LIBERO-Plus (MuJoCo/robosuite, Franka Panda 7-DoF, 256 $\times$ 256, 7-dim delta EEF at 10Hz): 40 base tasks, 416 distractor objects, 7 perturbation dimensions. $\pi_0.5$ finetuned with 60K gradient steps.

LIBERO-Plus results (success rate %):

model	Original	Camera	Robot	Lang	Light	BG	Noise	Layout	Total
$\pi_0$	94.2	13.8	6.0	58.8	85.0	81.4	79.0	68.9	53.6
$\pi_0$ (rerun)	91.3	61.0	40.8	63.5	89.3	84.1	80.1	76.4	69.4
$\pi_0.5$	96.9	75.4	77.5	85.6	96.9	94.6	89.7	85.7	85.7
OpenVLA-OFT	97.6	55.6	21.7	81.0	92.7	91.0	78.6	68.7	67.9
X-VLA	98.1	23.4	89.7	75.7	88.2	96.0	62.7	71.8	71.4
RIPT-VLA	97.5	55.2	31.2	77.6	88.4	91.6	73.5	74.2	68.4
ABot-M0	98.6	60.4	67.9	86.4	96.2	91.6	86.4	82.6	80.5
VLA-JEPA	97.2	64.2	67.7	88.1	91.8	93.4	65.8	83.9	77.9
GE-Act	94.4	60.7	77.0	77.4	95.8	86.0	90.9	80.2	80.3
Cosmos-Policy	98.5	75.8	63.3	81.7	96.5	88.9	92.7	82.2	82.2

overall ranking: $\pi_0.5$ (85.7) > Cosmos-Policy (82.2) > ABot-M0 (80.5) > GE-Act (80.3) > VLA-JEPA (77.9) > X-VLA (71.4).

RoboTwin 2.0-Plus (SAPIEN/ManiSkill3, Aloha-AgileX 14-DoF bimanual, 320 $\times$ 240, 14-dim joint positions at 25-30Hz): 50 collaborative bimanual tasks, 731 distractor objects, 21 sub-dimensions across 7 perturbation types.

RoboTwin 2.0-Plus results (success rate %):

model	Original	Camera	Robot	Lang	Light	BG	Noise	Layout	Total
$\pi_0.5$	78.4	45.6	27.6	74.4	49.6	71.7	64.9	56.8	58.6
X-VLA	65.6	23.2	65.2	64.4	63.1	58.6	49.7	34.8	53.1
MOTUS	87.0	21.6	85.0	83.2	84.6	84.4	43.1	82.8	71.5
LingBot-VA	92.1	28.9	36.2	87.3	89.0	91.3	80.9	87.9	74.2

LingBot-VA dominates on 6/8 dimensions but collapses on camera perturbation (28.9) and robot initial state (36.2). $\pi_0.5$ best on camera perturbation but worst on robot initial state (27.6).

inference speed (same device):

model	chunk	time (ms)	relative
$\pi_0.5$	50	63	1.0$\times$
X-VLA	30	195	3.1$\times$
GE-Act	36	300	4.8$\times$
Cosmos-Policy	16	390	6.2$\times$
LingBot-VA (RW)	32	480	7.6$\times$
MOTUS	16	1175	18.6$\times$
LingBot-VA (RT)	32	5230	83.0$\times$

WAMs are 4.8-83$\times$ slower than $\pi_0.5$. the bottleneck is visual state denoising steps.

reproduction guide

no new model to reproduce. the paper introduces RoboTwin 2.0-Plus benchmark.

to reproduce evaluations: install SAPIEN (ManiSkill3) for RoboTwin 2.0-Plus and MuJoCo (robosuite) for LIBERO-Plus. use released checkpoints: X-VLA, MOTUS, LingBot-VA for RoboTwin; $\pi_0.5$ via openpi (JAX), $\pi_0$, OpenVLA-OFT, VLA-JEPA, GE-Act, Cosmos-Policy for LIBERO. run 8 configs per task (1 clean + 7 perturbation), 50 episodes each.

known gotchas: performance gap between JAX and PyTorch implementations of $\pi$-series models.
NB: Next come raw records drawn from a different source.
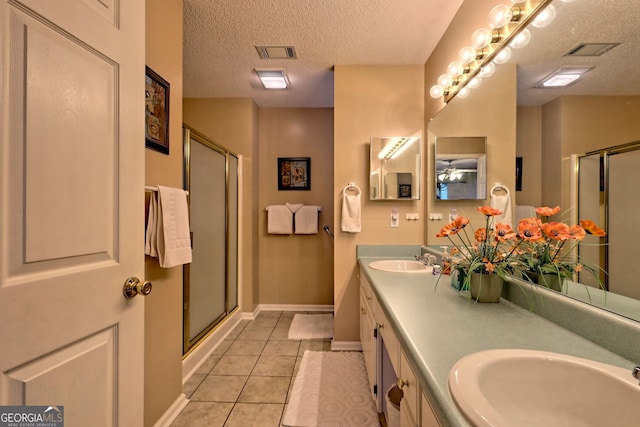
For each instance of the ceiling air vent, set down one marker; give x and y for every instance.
(591, 49)
(276, 52)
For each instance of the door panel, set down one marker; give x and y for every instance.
(71, 208)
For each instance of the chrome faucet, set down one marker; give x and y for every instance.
(426, 259)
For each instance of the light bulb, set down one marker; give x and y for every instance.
(455, 69)
(487, 70)
(503, 56)
(521, 39)
(545, 17)
(467, 54)
(445, 80)
(474, 82)
(436, 91)
(500, 16)
(464, 92)
(481, 38)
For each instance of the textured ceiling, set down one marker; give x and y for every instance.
(220, 38)
(583, 21)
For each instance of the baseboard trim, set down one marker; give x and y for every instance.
(199, 355)
(294, 307)
(346, 346)
(172, 413)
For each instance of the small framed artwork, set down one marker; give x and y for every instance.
(518, 173)
(404, 190)
(294, 173)
(156, 112)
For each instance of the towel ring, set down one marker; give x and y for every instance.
(351, 187)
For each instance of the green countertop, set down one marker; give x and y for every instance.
(438, 326)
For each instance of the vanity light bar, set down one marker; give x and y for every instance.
(491, 43)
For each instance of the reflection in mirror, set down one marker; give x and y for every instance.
(461, 168)
(599, 110)
(394, 168)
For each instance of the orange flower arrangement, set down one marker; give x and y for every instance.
(536, 247)
(490, 251)
(545, 241)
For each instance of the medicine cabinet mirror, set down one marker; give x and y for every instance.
(461, 168)
(394, 168)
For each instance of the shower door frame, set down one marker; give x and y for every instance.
(605, 189)
(189, 344)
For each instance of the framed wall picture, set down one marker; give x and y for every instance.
(156, 112)
(294, 173)
(518, 173)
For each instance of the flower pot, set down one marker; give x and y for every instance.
(485, 287)
(548, 280)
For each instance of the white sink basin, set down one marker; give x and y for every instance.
(511, 387)
(400, 266)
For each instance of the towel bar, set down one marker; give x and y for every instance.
(154, 189)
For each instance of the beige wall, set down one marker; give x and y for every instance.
(163, 307)
(528, 143)
(370, 101)
(233, 124)
(576, 125)
(296, 269)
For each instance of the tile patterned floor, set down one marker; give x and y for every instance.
(248, 378)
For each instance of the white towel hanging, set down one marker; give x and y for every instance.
(501, 202)
(351, 211)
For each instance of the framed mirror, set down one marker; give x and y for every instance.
(461, 168)
(394, 168)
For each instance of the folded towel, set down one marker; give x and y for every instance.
(306, 220)
(350, 221)
(294, 207)
(502, 203)
(279, 220)
(168, 235)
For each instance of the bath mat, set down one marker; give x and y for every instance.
(331, 389)
(311, 326)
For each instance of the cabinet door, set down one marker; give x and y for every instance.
(428, 417)
(409, 384)
(368, 342)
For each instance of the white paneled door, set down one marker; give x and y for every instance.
(71, 207)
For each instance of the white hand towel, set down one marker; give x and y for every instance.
(502, 203)
(294, 207)
(150, 242)
(306, 220)
(173, 237)
(350, 221)
(279, 220)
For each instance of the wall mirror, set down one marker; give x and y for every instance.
(394, 168)
(601, 36)
(461, 168)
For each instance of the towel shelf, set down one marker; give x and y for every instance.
(319, 208)
(154, 189)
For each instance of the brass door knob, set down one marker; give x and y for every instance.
(133, 286)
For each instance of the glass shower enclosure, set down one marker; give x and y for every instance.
(210, 285)
(607, 193)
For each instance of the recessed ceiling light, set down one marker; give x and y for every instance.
(565, 76)
(273, 78)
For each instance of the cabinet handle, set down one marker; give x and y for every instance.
(402, 383)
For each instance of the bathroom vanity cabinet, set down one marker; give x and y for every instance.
(377, 337)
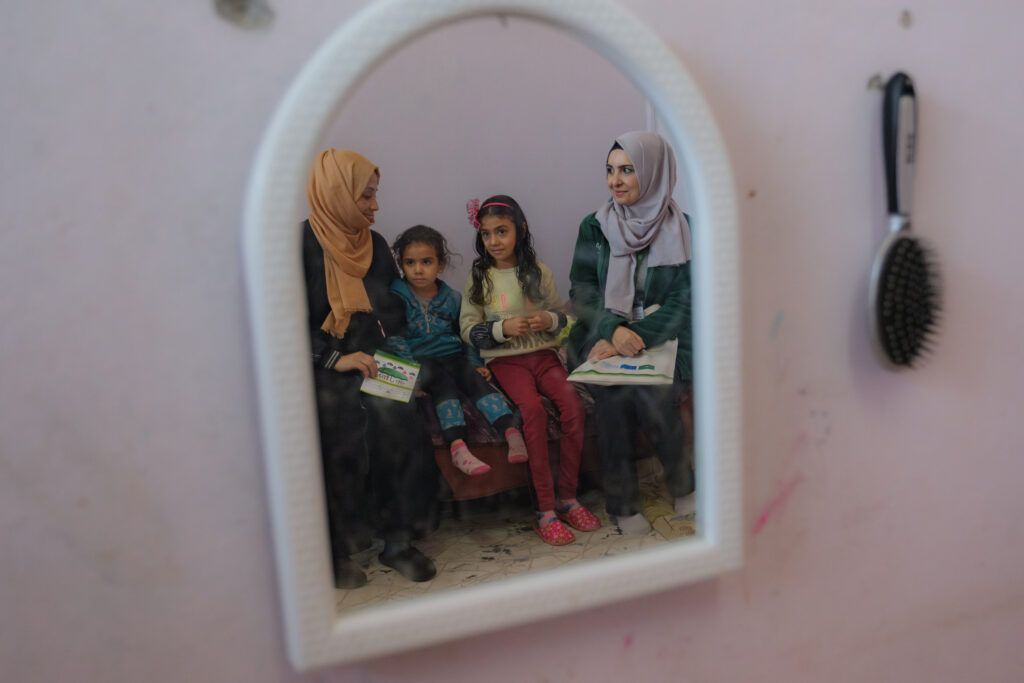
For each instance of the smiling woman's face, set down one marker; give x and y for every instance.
(367, 202)
(622, 177)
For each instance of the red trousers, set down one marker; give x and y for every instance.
(525, 378)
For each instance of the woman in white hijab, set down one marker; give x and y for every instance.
(631, 254)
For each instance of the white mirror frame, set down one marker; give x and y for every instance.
(316, 635)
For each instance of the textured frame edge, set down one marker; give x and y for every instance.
(314, 633)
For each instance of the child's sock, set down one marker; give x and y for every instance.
(466, 461)
(634, 524)
(517, 447)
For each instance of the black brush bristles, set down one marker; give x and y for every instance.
(909, 301)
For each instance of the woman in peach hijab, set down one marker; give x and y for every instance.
(375, 466)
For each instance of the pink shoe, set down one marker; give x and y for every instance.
(554, 534)
(580, 518)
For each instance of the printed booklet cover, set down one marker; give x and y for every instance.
(395, 378)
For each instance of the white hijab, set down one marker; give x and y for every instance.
(654, 220)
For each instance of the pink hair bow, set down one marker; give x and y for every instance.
(473, 208)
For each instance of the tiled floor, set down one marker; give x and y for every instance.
(488, 546)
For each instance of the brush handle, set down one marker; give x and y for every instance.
(899, 136)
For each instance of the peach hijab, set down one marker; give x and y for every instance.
(338, 178)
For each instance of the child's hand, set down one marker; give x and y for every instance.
(515, 327)
(626, 341)
(602, 349)
(358, 360)
(539, 322)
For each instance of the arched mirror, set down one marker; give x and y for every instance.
(465, 99)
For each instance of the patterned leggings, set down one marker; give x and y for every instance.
(449, 378)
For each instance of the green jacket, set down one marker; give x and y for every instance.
(668, 286)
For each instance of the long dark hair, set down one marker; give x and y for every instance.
(526, 271)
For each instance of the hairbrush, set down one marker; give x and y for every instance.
(905, 296)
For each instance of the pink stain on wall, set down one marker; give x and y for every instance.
(776, 503)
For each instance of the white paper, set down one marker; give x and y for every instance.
(652, 366)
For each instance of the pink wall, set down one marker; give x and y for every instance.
(132, 513)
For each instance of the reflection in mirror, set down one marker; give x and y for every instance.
(499, 463)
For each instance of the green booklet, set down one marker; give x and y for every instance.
(395, 378)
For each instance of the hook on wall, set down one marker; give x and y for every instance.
(246, 13)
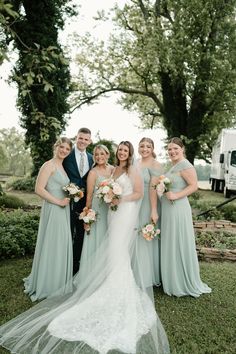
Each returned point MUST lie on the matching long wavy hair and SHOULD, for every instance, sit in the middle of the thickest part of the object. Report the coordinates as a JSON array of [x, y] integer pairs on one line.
[[100, 147], [129, 161], [150, 141]]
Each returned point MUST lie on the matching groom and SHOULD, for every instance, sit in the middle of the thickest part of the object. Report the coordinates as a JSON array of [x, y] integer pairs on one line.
[[77, 165]]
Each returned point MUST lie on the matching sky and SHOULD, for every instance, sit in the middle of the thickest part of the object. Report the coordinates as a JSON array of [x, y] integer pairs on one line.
[[105, 118]]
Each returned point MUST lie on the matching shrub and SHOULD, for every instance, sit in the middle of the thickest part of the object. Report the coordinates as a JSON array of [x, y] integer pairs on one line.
[[10, 201], [226, 212], [18, 233], [22, 184], [216, 239]]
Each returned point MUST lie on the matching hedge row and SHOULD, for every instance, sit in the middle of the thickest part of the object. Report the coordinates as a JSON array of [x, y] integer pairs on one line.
[[18, 233]]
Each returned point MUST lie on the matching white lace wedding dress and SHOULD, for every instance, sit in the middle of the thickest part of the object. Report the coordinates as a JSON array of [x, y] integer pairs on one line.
[[107, 311]]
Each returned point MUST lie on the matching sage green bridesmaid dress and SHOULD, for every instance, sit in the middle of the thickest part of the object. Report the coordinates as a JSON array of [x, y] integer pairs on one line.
[[53, 259], [98, 231], [179, 263], [147, 269]]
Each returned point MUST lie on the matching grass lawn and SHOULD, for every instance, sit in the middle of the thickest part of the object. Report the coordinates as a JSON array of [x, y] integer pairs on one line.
[[205, 325]]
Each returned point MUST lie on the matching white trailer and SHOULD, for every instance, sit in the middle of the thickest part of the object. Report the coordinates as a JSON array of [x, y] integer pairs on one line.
[[223, 166]]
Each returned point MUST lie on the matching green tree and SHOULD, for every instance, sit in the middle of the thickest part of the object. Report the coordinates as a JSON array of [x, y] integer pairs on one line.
[[42, 73], [18, 161], [7, 16], [173, 62]]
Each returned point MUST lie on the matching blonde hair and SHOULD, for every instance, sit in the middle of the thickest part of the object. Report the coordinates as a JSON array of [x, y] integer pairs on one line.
[[100, 147], [150, 141], [62, 140], [131, 154], [177, 141]]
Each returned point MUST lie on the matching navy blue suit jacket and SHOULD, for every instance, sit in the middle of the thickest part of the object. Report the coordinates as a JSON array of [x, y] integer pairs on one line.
[[72, 170]]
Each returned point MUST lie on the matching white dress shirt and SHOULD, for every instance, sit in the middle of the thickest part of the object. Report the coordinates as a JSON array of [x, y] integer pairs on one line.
[[78, 157]]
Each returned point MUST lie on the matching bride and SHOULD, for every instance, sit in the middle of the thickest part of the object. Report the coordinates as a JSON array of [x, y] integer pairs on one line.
[[107, 311]]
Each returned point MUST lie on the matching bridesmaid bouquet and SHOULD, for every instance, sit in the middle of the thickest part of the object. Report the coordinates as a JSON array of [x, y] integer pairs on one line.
[[73, 191], [108, 190], [89, 216], [163, 185], [149, 231]]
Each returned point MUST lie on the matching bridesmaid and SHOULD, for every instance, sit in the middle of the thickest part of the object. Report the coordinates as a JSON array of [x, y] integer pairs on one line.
[[179, 263], [53, 258], [100, 171], [147, 252]]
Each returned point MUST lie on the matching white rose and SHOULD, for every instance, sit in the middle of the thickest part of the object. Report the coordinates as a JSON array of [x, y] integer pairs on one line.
[[107, 199], [117, 189], [86, 219], [105, 189]]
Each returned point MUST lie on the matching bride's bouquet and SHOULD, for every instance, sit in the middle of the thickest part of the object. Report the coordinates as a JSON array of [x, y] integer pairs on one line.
[[163, 185], [108, 190], [73, 191], [149, 231], [89, 216]]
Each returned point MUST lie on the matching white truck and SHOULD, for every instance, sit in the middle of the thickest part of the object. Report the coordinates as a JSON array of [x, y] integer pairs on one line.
[[223, 165]]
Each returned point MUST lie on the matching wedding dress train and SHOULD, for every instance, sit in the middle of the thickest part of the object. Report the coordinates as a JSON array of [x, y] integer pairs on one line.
[[107, 312]]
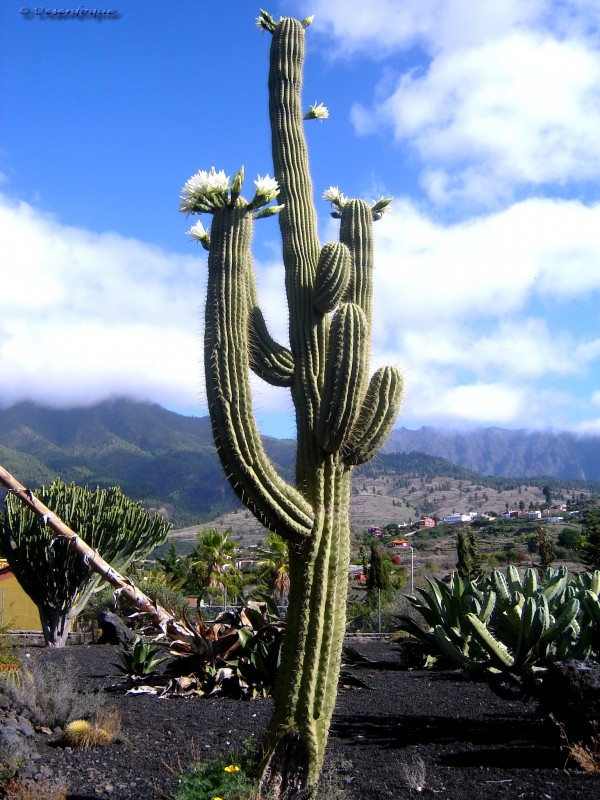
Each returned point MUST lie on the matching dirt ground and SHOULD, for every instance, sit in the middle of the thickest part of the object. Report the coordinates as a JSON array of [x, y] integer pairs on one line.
[[412, 734]]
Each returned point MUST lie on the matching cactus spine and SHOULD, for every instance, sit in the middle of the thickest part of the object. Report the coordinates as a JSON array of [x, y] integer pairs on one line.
[[341, 417]]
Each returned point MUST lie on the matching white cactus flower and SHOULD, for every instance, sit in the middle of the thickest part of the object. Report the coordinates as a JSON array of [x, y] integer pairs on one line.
[[266, 187], [198, 231], [335, 197], [203, 186], [317, 111]]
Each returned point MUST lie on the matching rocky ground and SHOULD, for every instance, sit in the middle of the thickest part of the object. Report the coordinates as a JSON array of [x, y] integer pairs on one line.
[[413, 733]]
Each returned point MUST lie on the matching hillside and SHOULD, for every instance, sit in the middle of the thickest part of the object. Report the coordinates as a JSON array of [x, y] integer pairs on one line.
[[497, 451], [164, 459], [169, 462]]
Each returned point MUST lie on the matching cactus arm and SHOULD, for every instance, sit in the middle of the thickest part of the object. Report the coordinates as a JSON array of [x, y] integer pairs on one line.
[[356, 232], [270, 360], [344, 369], [236, 435], [377, 416], [332, 277], [298, 224]]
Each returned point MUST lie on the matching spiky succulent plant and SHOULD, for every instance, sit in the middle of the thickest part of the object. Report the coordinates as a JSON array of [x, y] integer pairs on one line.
[[342, 417]]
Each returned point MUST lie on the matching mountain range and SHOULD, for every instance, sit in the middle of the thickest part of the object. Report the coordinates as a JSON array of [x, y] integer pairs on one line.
[[512, 453], [169, 461]]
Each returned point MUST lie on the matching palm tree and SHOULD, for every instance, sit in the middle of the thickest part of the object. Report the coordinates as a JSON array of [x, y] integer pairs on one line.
[[275, 567], [212, 562]]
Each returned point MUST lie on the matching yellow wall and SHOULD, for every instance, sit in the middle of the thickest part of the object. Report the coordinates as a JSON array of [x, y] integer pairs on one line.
[[17, 610]]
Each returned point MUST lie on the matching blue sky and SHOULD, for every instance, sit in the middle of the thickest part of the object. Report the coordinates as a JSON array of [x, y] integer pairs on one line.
[[481, 120]]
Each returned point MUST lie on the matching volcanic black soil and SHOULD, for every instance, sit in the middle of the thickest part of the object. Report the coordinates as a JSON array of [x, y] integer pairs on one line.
[[414, 733]]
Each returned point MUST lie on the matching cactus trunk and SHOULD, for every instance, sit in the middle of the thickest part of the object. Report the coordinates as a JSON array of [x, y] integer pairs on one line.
[[341, 417], [307, 682]]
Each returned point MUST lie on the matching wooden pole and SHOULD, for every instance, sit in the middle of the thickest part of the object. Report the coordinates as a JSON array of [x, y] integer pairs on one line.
[[172, 629]]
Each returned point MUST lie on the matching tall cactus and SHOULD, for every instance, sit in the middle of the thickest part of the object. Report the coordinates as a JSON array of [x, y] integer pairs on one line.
[[342, 417]]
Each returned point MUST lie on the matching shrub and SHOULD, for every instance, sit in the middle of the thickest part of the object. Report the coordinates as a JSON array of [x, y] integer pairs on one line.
[[84, 735], [227, 776], [48, 691]]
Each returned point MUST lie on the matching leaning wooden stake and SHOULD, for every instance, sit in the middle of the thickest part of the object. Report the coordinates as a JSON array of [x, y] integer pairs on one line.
[[178, 633]]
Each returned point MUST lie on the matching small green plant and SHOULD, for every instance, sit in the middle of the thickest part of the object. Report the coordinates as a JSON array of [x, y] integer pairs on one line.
[[84, 734], [48, 690], [140, 659], [227, 776]]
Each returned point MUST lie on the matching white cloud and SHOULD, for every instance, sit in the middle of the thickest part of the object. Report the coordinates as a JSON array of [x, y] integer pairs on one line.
[[387, 26], [86, 315], [522, 111], [465, 310], [484, 267], [502, 96]]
DreamZero, GigaWorld-Policy, and Fast-WAM checkpoints not publicly available. C2 (spherical camera position) disabled by default to avoid instability.

notes

the most striking finding is that VLAs and WAMs have complementary robustness profiles. WAMs dominate on visual perturbations (noise, lighting, layout, background) – this is where spatiotemporal video priors help. but WAMs are surprisingly weak on camera viewpoint changes and robot initial state perturbations – this is where the video prior doesn’t help and may even hurt (the model expects a specific camera perspective).

$\pi_0.5$ achieves 85.7% total on LIBERO-Plus by being strong across the board rather than excelling in one dimension. this is attributed to its diverse training data (web VQA/captioning + 400h mobile manipulation + cross-embodiment data). the implication: training data diversity matters as much as architecture for robustness.

the speed gap is brutal. LingBot-VA on RoboTwin is 83$\times$ slower than $\pi_0.5$ (5230ms vs 63ms). even the fastest WAM (GE-Act at 300ms) is 4.8$\times$ slower. for real-time robot control at 10-50Hz, this latency is a deployment blocker. Cosmos-Policy reduces chunk size to 16 (vs 50 for $\pi_0.5$) to partially compensate but is still 6.2$\times$ slower.

the hybrid models (VLA-JEPA, MOTUS) sit between pure VLAs and WAMs – they get some robustness benefit from future state prediction without the full latency cost. VLA-JEPA at 77.9% on LIBERO-Plus outperforms all pure VLAs except $\pi_0.5$ and ABot-M0, suggesting that adding JEPA-style prediction heads to VLA backbones is a practical middle ground.

camera perturbation is the hardest dimension for every model. even $\pi_0.5$ drops from 96.9% to 75.4%. this is an open problem – neither language understanding (VLA) nor video priors (WAM) helps when the camera viewpoint shifts.